Dean McPhee


UK guitarist Dean McPhee culls three tracks from a previous Folklore Editions tape and adds in an additional two new cuts for an album of haunting, atmospheric doom-folk that drips with forlorn sadness. Built around a bedrock of quavering drones, the record erects caverns of sound that are flecked with the stone-skip ripples of McPhee’s sparse finger work. The effect brings to mind Loren Connors or Evan Caminiti, though there’s something of a traditional feel to McPhee’s compositions as well, as if old English folk songs were being remembered through a veil of pain and distance.

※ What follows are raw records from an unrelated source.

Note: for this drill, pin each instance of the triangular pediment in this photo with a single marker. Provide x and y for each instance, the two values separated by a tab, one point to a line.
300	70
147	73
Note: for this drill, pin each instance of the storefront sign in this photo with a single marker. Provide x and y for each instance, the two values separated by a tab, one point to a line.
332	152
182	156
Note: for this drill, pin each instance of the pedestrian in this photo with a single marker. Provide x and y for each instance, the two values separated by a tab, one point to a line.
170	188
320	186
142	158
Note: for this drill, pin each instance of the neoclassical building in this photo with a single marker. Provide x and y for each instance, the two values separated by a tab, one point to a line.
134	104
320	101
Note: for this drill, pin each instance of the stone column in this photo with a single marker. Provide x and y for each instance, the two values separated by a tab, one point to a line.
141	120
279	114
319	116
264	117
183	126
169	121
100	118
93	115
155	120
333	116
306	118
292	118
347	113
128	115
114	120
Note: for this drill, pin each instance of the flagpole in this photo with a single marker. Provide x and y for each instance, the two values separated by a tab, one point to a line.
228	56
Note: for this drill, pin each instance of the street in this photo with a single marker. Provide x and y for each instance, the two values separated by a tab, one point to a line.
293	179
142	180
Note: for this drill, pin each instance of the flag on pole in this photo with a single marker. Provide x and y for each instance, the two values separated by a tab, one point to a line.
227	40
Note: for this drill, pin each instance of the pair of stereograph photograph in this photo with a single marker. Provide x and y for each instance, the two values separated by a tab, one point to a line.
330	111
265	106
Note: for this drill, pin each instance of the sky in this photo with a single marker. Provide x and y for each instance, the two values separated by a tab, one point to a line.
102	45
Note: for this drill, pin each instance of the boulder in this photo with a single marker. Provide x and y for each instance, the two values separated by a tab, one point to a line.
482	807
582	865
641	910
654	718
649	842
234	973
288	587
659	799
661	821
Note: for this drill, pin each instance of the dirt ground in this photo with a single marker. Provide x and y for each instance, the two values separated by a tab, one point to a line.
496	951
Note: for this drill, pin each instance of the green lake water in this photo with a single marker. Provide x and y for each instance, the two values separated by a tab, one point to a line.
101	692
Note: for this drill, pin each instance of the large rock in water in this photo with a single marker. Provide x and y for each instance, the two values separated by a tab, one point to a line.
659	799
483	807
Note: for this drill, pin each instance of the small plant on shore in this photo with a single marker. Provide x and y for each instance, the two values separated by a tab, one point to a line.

Though the two sets of songs work well together, there is some marked difference between the sessions. “Danse Macabre” brings in some heartstrung slide, giving McPhee’s work a high plains twilight appeal. This works to the album’s advantage, standing in contrast to the more stoic opening pieces and retaining some of that spectral sigh while giving the track some more room to move. Though it doesn’t have that mellifluous slide, the closing title track also trades in ambiance for some more movement, stretching out over 14+ minutes of foggy, moody tangles of guitar underpinned by the soft pump of a kick pedal that works as the track’s beating heart. All in all, a superb outing from McPhee that stitches together new and old into an album that leaves its fingerprints on the listener before it groans to a close.